When traders use strangle on TDV

Strangles on TDV are the cheaper cousin of the straddle - traders use them when they want a large directional move but are willing to give up the inner-strike sensitivity in exchange for a lower up-front debit on the TDV chain.

TDV thesis for this strangle

The market-implied 1-standard-deviation range for TDV extends from approximately $90.64 on the downside to $104.46 on the upside. A TDV long strangle is the OTM cousin of the straddle: lower up-front cost but the underlying has to travel further past either OTM strike before the position turns profitable at expiration. Current TDV IV rank near 30.06% is mid-range against its 1-year distribution, so the IV signal is neutral; the strangle thesis on TDV should anchor more to the directional view and the expected-move geometry.
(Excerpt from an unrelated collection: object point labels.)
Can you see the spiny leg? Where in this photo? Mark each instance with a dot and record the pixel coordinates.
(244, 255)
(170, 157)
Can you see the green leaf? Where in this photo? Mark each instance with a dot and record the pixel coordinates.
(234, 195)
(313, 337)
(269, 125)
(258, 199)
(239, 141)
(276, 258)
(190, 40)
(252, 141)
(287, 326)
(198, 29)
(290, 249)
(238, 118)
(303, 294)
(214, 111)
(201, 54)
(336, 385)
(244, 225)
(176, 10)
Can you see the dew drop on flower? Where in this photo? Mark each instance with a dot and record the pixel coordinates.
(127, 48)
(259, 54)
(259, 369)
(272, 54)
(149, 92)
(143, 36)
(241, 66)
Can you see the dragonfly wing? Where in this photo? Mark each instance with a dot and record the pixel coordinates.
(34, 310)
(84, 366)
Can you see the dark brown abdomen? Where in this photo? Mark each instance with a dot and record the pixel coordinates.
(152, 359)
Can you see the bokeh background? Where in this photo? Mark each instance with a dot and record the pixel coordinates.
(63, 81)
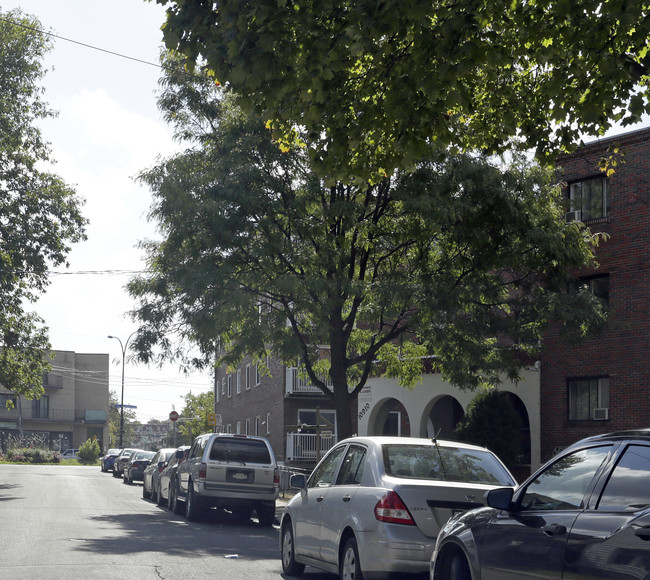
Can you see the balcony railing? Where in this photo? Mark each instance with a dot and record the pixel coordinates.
(298, 383)
(304, 445)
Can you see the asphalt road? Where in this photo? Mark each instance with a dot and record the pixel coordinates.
(64, 522)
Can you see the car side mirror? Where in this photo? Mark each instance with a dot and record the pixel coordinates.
(298, 481)
(500, 498)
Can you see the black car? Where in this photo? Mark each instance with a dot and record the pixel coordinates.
(136, 464)
(585, 514)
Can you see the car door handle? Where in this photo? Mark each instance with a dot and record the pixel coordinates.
(643, 533)
(554, 530)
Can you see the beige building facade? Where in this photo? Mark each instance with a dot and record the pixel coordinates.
(72, 409)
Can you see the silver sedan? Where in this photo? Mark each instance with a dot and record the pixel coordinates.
(375, 505)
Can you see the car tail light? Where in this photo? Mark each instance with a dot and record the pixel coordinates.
(391, 509)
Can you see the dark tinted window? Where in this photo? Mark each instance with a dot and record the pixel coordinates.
(240, 450)
(628, 488)
(563, 484)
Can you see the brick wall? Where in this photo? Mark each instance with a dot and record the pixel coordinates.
(621, 352)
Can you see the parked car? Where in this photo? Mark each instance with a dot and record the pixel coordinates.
(106, 461)
(585, 514)
(136, 464)
(167, 488)
(120, 461)
(234, 472)
(151, 475)
(69, 454)
(375, 505)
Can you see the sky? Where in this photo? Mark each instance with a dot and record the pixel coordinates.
(108, 129)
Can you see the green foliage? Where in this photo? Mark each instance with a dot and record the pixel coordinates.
(492, 421)
(257, 250)
(369, 86)
(194, 416)
(89, 451)
(40, 214)
(29, 449)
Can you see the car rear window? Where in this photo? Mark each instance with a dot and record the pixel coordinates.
(240, 450)
(444, 464)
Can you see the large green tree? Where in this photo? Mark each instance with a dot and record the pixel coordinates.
(39, 214)
(370, 85)
(346, 279)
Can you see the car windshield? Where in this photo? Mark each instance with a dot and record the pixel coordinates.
(444, 464)
(144, 455)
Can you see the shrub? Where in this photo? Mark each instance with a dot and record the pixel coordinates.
(89, 451)
(492, 421)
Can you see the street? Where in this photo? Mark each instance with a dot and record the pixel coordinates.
(76, 522)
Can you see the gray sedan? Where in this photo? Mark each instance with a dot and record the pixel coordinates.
(375, 505)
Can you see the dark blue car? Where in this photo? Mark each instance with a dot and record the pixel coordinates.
(108, 460)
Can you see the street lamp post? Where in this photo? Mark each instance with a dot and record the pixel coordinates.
(123, 347)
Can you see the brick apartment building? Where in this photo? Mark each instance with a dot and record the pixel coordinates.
(73, 408)
(603, 383)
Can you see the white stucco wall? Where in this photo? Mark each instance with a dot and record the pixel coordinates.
(419, 402)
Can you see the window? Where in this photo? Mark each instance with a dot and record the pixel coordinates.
(587, 395)
(41, 408)
(563, 484)
(352, 467)
(323, 475)
(597, 285)
(627, 489)
(589, 197)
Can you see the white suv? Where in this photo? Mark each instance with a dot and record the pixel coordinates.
(234, 472)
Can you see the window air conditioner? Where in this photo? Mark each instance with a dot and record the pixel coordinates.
(601, 414)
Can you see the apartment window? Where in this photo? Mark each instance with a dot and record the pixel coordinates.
(597, 285)
(41, 408)
(6, 398)
(588, 399)
(589, 198)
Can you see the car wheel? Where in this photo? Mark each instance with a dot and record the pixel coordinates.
(289, 564)
(265, 515)
(350, 566)
(193, 504)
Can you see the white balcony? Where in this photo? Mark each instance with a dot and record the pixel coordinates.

As a Financial Services name, TDV options can move on sector-level news flow (peer earnings, regulatory updates, industry-specific macro data) in addition to TDV-specific events.
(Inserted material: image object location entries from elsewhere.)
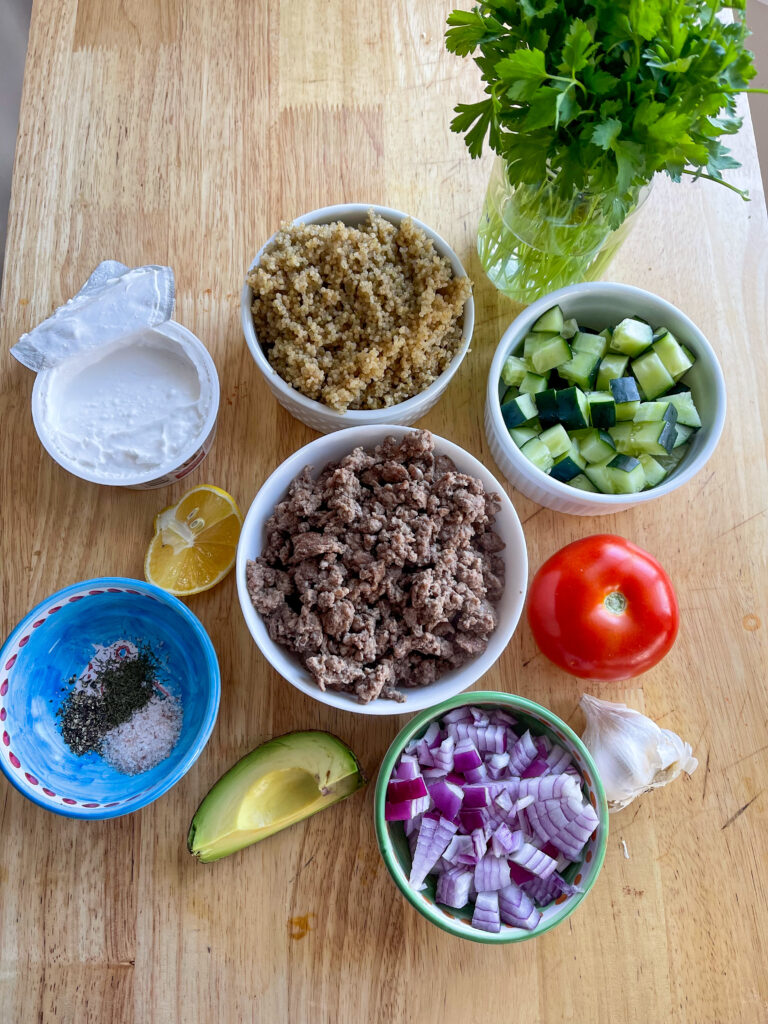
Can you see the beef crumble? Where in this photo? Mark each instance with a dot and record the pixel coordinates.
(384, 571)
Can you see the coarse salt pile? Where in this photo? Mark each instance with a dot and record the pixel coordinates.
(146, 738)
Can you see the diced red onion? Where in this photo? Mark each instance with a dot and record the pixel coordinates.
(446, 798)
(534, 860)
(434, 837)
(491, 873)
(536, 769)
(443, 755)
(522, 753)
(486, 915)
(453, 887)
(407, 788)
(466, 756)
(516, 908)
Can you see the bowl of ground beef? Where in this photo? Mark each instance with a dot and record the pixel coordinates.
(356, 315)
(381, 569)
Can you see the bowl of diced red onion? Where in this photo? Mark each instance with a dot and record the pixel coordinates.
(491, 817)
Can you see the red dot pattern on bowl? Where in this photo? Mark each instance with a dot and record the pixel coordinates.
(19, 645)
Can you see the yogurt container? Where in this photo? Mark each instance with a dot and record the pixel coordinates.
(139, 412)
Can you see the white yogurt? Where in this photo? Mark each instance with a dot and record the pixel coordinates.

TDV strangle positions are structurally neutral / high-volatility (long premium, OTM); the modeled P&L assumes European-style exercise at expiration and ignores early assignment, transaction costs, dividends paid before expiry on the stock leg (when present), and the bid-ask spread on the listed chain. TDV positions also carry Financial Services sector concentration risk; news flow inside the sector (peer earnings, regulatory shifts, supply-chain headlines) can move TDV alongside the broader basket even when TDV-specific fundamentals are unchanged. Always rebuild the position from current TDV chain quotes before placing a trade.
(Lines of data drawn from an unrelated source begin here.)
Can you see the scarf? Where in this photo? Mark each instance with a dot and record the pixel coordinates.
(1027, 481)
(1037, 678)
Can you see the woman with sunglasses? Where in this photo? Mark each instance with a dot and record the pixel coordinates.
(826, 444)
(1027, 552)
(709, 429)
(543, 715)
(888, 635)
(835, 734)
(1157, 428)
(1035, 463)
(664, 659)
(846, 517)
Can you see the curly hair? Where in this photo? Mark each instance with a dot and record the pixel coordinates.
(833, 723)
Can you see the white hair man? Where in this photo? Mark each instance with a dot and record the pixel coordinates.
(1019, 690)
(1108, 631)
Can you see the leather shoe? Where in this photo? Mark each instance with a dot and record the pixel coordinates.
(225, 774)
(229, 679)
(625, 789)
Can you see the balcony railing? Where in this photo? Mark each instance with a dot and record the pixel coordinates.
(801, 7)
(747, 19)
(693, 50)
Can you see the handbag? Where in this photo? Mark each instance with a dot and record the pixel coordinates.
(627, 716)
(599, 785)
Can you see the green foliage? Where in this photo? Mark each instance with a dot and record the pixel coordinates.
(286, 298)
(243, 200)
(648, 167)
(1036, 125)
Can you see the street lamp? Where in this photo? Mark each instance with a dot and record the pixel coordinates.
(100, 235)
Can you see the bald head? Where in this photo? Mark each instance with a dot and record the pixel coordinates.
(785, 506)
Frequently asked questions

What is a strangle on TDV?
A strangle on TDV is the strangle strategy applied to TDV (etf). The strategy is structurally neutral / high-volatility (long premium, OTM): A long strangle buys an OTM call and an OTM put at offset strikes, cheaper than a straddle but requiring a larger underlying move to profit since both wings start out-of-the-money. With TDV etf trading near $97.55, the strikes shown on this page are snapped to the nearest listed TDV chain strike and the premiums come straight from the end-of-day bid/ask midpoint.
How are TDV strangle max profit and max loss calculated?
Upside max profit is unbounded; downside max profit is bounded at the put strike minus the combined debit (reached at zero). Max loss equals the combined debit times 100 (reached anywhere between the two OTM strikes). Two breakevens at call-strike plus debit and put-strike minus debit. For the TDV strangle priced from the end-of-day chain at a 30-day expiry (ATM IV 24.70%), the computed maximum profit is unbounded per contract and the computed maximum loss is -$319.00 per contract. Live intraday quotes will differ as the chain moves through the trading session.
What is the breakeven for a TDV strangle?
The breakeven for the TDV strangle priced on this page is roughly $89.81 and $103.19 at expiration, derived from end-of-day chain premiums. Breakeven is the underlying price at which the strategy's P&L crosses zero ignoring transaction costs and assignment risk. The current TDV market-implied 1-standard-deviation expected move is approximately 7.08%; if the move sits well outside the breakeven distance, the structure's risk-reward becomes correspondingly tighter.
When should you consider a strangle on TDV?
Strangles on TDV are the cheaper cousin of the straddle - traders use them when they want a large directional move but are willing to give up the inner-strike sensitivity in exchange for a lower up-front debit on the TDV chain.
How does current TDV implied volatility affect this strangle?
TDV ATM IV is at 24.70% with IV rank near 30.06%, which is mid-range against its 1-year history. Strategy selection depends more on directional thesis and expected move than on a strong IV signal.